Philippine negotiators can point to provisions like these when they say they fought hard for the national interest. There are many others, including the ones the Department of National Defense chose to highlight in its list of talking points. But there is nothing in Edca that explains why the United States needs an agreement “authorizing access to Agreed Locations in the territory of the Philippines by United States forces on a rotational basis”—the most consequential aspect of the new military pact—in the first place.

To be sure, paragraph 3 of Article I specifies the “types of activities” allowed to US forces rotating through Philippine military bases: “security cooperation exercises; joint and combined training activities; humanitarian assistance and disaster relief activities; and other such activities.” But the 1999 Visiting Forces Agreement already allows these activities; indeed, there has been continuous US military presence in the Philippines (albeit units are regularly rotated) for over a decade.

What Edca does is facilitate the military aspect of the so-called American pivot to Asia; it is in the United States’ long-term strategic interest to increase its military presence in the region, to keep pace with China’s rise to superpower status. (In Obama’s curious phrase: “to renew American leadership” in the region.) Edca allows the United States to do just that, through the grant of access to Agreed Locations (that is, the Philippine bases which meet the US military’s requirements) and the ability to preposition material.

The enhancement in defense cooperation that the agreement creates, then, refers primarily to the advantages the US military will gain from increased and full access.
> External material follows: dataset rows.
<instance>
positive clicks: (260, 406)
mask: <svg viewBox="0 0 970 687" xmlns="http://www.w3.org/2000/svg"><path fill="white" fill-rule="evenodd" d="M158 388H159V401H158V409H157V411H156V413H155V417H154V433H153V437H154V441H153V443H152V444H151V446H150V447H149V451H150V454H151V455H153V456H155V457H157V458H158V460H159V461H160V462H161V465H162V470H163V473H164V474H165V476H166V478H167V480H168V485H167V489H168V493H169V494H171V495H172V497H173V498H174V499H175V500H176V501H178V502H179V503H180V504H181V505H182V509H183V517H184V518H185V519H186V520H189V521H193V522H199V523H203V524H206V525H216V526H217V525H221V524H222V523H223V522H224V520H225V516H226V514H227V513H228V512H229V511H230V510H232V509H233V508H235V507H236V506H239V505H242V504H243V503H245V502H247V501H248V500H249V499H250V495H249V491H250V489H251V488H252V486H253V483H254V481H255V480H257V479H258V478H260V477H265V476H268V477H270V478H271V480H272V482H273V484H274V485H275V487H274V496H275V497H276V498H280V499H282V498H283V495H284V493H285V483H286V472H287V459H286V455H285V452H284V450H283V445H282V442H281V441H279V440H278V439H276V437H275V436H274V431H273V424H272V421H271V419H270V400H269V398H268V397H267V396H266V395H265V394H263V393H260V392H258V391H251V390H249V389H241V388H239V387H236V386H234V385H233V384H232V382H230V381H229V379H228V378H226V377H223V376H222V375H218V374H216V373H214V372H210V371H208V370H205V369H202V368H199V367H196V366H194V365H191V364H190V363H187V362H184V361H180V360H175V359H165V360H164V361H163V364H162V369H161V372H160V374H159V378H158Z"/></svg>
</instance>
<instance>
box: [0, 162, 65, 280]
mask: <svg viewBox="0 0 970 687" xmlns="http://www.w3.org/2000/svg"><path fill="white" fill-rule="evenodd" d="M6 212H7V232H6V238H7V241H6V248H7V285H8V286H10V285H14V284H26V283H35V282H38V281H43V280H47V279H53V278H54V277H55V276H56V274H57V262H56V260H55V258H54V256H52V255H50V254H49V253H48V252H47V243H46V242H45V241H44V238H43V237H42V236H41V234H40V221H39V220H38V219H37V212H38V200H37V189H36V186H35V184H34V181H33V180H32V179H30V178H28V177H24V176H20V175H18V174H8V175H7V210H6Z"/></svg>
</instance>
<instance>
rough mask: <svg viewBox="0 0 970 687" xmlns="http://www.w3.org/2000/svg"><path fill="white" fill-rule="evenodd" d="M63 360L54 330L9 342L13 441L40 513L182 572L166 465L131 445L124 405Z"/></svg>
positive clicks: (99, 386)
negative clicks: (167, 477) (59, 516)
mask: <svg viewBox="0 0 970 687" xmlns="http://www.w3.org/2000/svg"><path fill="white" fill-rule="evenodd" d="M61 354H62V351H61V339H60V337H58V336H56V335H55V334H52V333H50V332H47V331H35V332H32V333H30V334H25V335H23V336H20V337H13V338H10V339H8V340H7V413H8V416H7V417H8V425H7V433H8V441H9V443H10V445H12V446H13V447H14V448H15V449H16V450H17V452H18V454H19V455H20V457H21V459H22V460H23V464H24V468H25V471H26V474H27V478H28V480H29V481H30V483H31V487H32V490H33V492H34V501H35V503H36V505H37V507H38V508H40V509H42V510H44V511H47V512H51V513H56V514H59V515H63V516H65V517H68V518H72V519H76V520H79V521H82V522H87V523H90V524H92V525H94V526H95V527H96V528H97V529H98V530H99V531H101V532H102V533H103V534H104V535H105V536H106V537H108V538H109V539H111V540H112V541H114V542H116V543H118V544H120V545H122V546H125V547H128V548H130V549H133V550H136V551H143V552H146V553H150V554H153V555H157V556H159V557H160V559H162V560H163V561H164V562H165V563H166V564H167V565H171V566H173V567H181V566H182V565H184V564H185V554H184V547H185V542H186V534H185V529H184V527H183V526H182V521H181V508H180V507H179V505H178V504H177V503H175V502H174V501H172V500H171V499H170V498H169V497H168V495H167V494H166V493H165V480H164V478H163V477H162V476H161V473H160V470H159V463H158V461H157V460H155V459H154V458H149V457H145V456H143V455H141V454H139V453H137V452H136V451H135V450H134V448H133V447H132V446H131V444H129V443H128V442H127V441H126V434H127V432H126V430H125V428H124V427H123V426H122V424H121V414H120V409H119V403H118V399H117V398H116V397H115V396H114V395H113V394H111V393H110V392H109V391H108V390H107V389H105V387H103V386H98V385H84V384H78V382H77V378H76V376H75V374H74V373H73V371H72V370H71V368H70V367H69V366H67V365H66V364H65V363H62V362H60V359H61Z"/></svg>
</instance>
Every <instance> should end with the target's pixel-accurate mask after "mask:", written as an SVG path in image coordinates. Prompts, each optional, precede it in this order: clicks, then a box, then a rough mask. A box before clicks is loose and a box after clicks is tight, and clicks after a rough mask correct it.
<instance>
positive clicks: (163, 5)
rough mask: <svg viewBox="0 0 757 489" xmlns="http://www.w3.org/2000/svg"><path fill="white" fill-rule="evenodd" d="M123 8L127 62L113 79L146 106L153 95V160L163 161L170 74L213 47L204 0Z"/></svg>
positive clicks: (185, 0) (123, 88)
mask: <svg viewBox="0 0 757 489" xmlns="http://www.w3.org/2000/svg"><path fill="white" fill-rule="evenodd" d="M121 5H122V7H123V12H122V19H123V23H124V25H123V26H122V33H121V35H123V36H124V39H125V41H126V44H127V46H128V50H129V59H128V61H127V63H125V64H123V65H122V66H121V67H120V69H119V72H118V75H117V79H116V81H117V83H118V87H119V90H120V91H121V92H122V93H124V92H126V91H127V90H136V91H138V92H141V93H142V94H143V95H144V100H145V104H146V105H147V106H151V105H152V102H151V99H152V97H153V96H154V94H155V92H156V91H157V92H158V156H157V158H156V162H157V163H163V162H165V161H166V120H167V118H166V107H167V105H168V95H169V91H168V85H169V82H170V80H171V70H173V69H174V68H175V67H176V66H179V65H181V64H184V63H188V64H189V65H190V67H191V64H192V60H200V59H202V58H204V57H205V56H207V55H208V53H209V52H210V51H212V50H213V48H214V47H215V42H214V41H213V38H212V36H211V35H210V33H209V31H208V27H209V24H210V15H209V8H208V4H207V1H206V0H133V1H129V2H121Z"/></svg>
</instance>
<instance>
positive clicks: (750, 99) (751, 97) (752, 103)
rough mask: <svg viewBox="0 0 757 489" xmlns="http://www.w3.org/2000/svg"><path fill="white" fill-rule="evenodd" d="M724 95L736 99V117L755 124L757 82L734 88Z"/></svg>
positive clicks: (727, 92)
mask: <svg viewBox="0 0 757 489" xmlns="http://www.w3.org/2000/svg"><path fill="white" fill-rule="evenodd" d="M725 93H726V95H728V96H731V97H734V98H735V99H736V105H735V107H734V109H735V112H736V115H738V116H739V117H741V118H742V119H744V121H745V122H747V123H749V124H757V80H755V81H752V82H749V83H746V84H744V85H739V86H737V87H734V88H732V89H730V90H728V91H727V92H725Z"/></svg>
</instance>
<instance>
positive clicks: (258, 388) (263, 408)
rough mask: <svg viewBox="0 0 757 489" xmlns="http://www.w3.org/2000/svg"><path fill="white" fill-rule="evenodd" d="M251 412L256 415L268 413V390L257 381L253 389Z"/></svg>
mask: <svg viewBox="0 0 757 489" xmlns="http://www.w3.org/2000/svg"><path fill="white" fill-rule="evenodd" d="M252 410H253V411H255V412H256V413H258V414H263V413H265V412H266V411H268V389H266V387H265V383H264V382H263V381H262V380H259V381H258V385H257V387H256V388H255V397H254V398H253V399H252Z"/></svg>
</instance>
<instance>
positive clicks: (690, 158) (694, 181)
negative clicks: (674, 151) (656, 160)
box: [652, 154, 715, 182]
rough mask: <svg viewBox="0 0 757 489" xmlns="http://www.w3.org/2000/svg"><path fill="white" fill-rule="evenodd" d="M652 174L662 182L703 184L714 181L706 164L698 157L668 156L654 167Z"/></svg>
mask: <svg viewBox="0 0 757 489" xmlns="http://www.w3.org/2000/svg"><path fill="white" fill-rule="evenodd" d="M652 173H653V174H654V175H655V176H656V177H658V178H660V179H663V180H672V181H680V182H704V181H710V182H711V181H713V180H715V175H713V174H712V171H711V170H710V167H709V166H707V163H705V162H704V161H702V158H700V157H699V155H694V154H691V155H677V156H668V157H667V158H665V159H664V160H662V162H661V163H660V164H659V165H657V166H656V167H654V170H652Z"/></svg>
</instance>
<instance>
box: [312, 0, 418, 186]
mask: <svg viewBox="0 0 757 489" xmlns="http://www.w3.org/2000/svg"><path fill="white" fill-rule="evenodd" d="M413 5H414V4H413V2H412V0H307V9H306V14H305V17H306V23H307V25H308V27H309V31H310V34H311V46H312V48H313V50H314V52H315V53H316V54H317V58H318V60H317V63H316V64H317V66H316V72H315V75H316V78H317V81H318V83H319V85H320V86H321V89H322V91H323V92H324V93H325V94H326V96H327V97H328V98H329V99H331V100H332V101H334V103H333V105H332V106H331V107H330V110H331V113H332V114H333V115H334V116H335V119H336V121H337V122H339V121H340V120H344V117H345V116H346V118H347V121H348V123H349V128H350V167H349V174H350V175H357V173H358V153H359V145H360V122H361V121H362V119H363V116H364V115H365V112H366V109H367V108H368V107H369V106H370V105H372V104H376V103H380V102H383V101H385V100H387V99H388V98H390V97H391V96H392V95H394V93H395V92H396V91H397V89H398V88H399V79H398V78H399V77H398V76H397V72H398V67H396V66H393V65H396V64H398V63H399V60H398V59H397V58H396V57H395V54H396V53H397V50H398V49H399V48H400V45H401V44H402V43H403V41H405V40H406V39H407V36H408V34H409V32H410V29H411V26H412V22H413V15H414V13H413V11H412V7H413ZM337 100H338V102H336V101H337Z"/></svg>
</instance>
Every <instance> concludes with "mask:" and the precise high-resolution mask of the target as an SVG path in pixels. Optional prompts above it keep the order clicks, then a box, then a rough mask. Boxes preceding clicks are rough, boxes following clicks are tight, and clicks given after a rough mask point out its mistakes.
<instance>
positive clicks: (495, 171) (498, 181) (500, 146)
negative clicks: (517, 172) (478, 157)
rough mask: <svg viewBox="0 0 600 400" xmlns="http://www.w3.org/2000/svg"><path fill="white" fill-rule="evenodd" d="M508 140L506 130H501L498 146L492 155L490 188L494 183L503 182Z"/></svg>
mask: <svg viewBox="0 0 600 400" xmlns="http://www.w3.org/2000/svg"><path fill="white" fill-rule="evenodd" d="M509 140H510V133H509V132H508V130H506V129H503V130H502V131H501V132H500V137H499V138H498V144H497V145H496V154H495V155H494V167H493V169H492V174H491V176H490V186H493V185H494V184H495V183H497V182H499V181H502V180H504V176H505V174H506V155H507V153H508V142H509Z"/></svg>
This is not to say that the Philippine military will have nothing to gain from Edca; increased security cooperation should help in the Armed Forces’ capability building. But history teaches us that this can only be a secondary objective of the agreement.

The United States has neither the resources nor the appetite to open new military bases. Edca recognizes that limitation and turns it to the United States’ long-term advantage. The Philippines’? Not so much.